Josie Mooney, a negotiator with Service Employees International Union, Local 1021, spoke early Wednesday morning after a marathon negotiation session with BART train officials that started Tuesday evening.
"We've worked very hard," Mooney told reporters, adding that the two parties were scheduled to meet again at 1 p.m. Wednesday. She said she could not comment further because a mediator has asked the parties not to speak to the media.
Workers, however, remained on strike, snarling the morning commute for a third straight day. BART is the nation's fifth-largest rail system and serves hundreds of thousands of commuters each weekday.
People lined up early for charter buses set up by BART and endured heavy traffic on the San Francisco-Oakland Bay Bridge.
Talks between BART and its unions resumed on Tuesday after political pressure mounted for a settlement.
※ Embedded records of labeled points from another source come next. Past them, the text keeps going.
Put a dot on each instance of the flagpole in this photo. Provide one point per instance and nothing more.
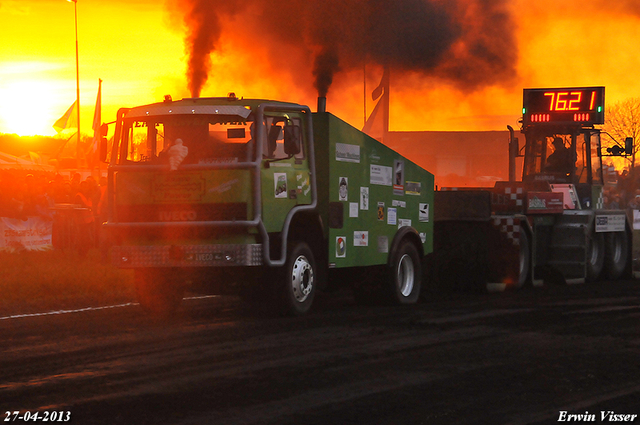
(75, 6)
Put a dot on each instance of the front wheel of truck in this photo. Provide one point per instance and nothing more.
(298, 283)
(157, 293)
(405, 274)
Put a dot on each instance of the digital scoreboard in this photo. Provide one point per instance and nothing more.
(563, 106)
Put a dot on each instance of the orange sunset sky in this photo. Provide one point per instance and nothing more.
(137, 48)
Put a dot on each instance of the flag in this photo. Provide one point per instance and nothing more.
(97, 120)
(377, 126)
(68, 120)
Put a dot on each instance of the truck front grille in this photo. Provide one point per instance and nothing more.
(236, 211)
(187, 255)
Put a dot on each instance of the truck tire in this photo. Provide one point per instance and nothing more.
(616, 254)
(298, 282)
(405, 274)
(595, 256)
(525, 260)
(157, 293)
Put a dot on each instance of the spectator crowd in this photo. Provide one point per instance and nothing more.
(73, 204)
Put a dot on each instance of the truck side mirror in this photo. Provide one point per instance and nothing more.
(628, 146)
(292, 139)
(103, 149)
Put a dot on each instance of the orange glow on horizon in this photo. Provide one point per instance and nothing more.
(137, 49)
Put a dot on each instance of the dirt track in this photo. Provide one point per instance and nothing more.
(511, 358)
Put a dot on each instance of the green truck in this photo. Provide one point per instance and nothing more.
(262, 199)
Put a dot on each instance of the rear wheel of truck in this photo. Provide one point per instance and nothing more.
(298, 282)
(595, 256)
(616, 254)
(157, 293)
(405, 274)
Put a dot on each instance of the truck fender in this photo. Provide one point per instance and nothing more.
(405, 232)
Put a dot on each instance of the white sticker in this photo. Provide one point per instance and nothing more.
(343, 188)
(380, 211)
(341, 246)
(364, 198)
(347, 153)
(361, 238)
(403, 222)
(423, 212)
(353, 209)
(383, 244)
(280, 185)
(398, 177)
(381, 175)
(392, 216)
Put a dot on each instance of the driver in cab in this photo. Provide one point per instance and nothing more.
(561, 159)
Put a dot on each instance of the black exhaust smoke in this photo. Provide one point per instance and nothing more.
(322, 104)
(467, 42)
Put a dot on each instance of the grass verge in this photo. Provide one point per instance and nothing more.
(33, 282)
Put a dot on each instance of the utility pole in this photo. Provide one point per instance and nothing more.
(75, 6)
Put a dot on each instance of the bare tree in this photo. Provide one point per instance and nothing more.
(622, 120)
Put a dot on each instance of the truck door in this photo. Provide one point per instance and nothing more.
(285, 171)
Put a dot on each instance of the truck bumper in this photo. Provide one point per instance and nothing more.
(135, 256)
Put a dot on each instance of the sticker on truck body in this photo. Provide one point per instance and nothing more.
(341, 246)
(343, 188)
(364, 198)
(423, 212)
(392, 216)
(280, 185)
(412, 188)
(361, 238)
(353, 209)
(347, 153)
(398, 177)
(380, 211)
(380, 175)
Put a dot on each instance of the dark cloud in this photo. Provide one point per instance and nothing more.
(468, 42)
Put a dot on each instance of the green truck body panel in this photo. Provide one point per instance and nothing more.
(379, 190)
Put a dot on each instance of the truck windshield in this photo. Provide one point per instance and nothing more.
(207, 139)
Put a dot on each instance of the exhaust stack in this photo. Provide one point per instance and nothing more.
(322, 104)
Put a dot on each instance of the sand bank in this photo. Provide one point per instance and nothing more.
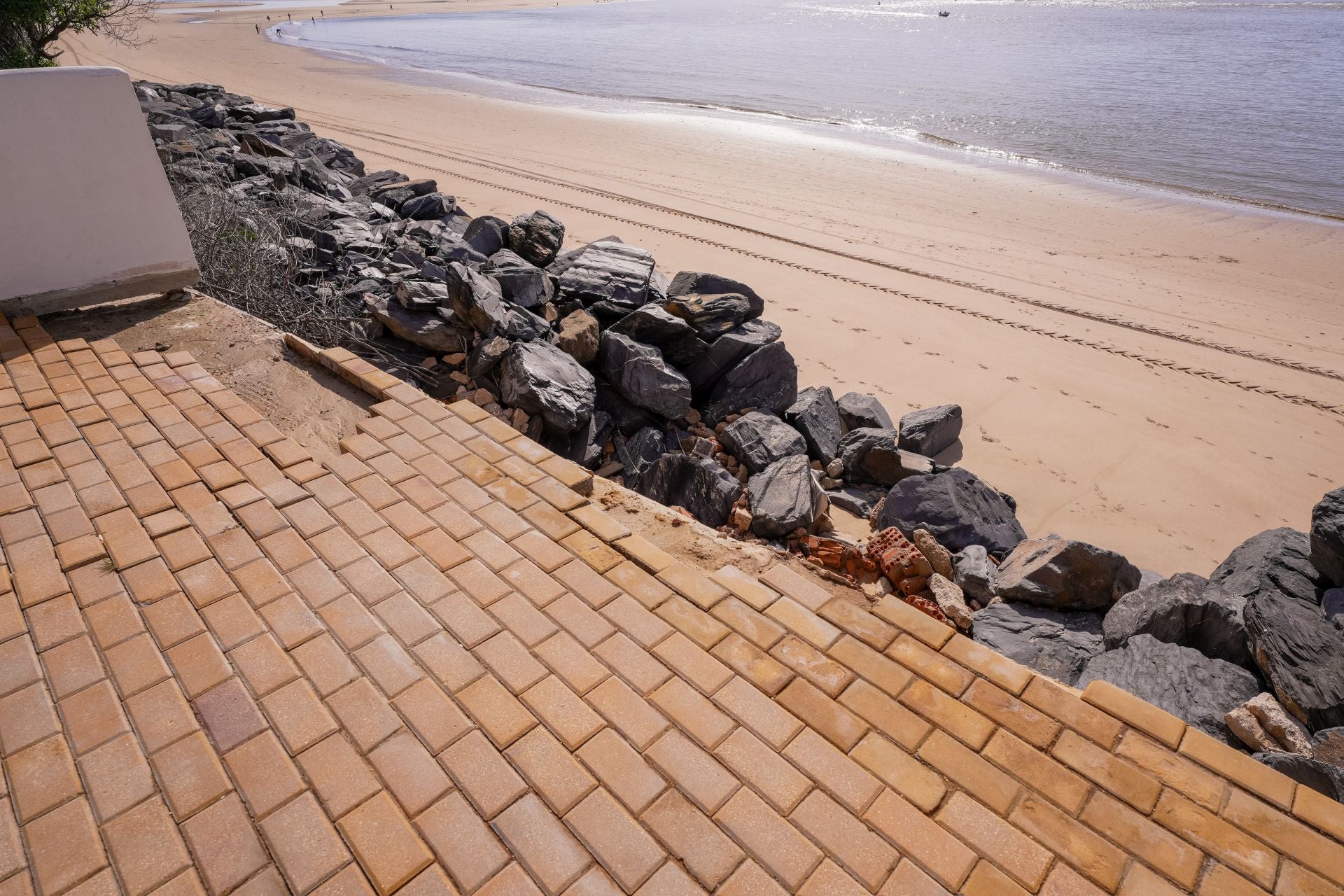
(1158, 374)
The governor sent two of the state's top mediators -- the chair of the Public Employment Relations Board and the chief of the State Mediation and Conciliation Service -- to facilitate further talks.
A letter from Democratic state officials said the strike has caused "widespread personal hardship and severe economic disruption," and it noted they were disappointed "about the lack of productive proposals and counterproposals in the days leading up to the strike."
Commutes in the region were thrown into chaos when the strike began early Monday after talks with management broke down. BART carries passengers from the farthest reaches of San Francisco's densely populated eastern suburbs to San Francisco International Airport across the bay.
Freeways have choked to a standstill. Lines for ferry service tripled, boats were crammed to standing-room only and ridership on Caltrain increased.
BART, with 44 stations in four counties and 104 miles of lines, handles more than 40 percent of commuters coming from the East Bay to San Francisco, said John Goodwin, a spokesman for the Metropolitan Transportation Commission.
Transit authorities have made accommodations to help during the strike, including longer carpool lane hours and additional ferries and buses.
The striking unions and management have previously reported being far apart on key issues including salary, pensions, health care and safety.
The unions -- which represent nearly 2,400 train operators, station agents, mechanics, maintenance workers and professional staff -- want a 5 percent raise each year over the next three years.
BART said union train operators and station agents average about $71,000 in base salary and $11,000 in overtime annually. The workers also pay a flat $92 monthly fee for health insurance.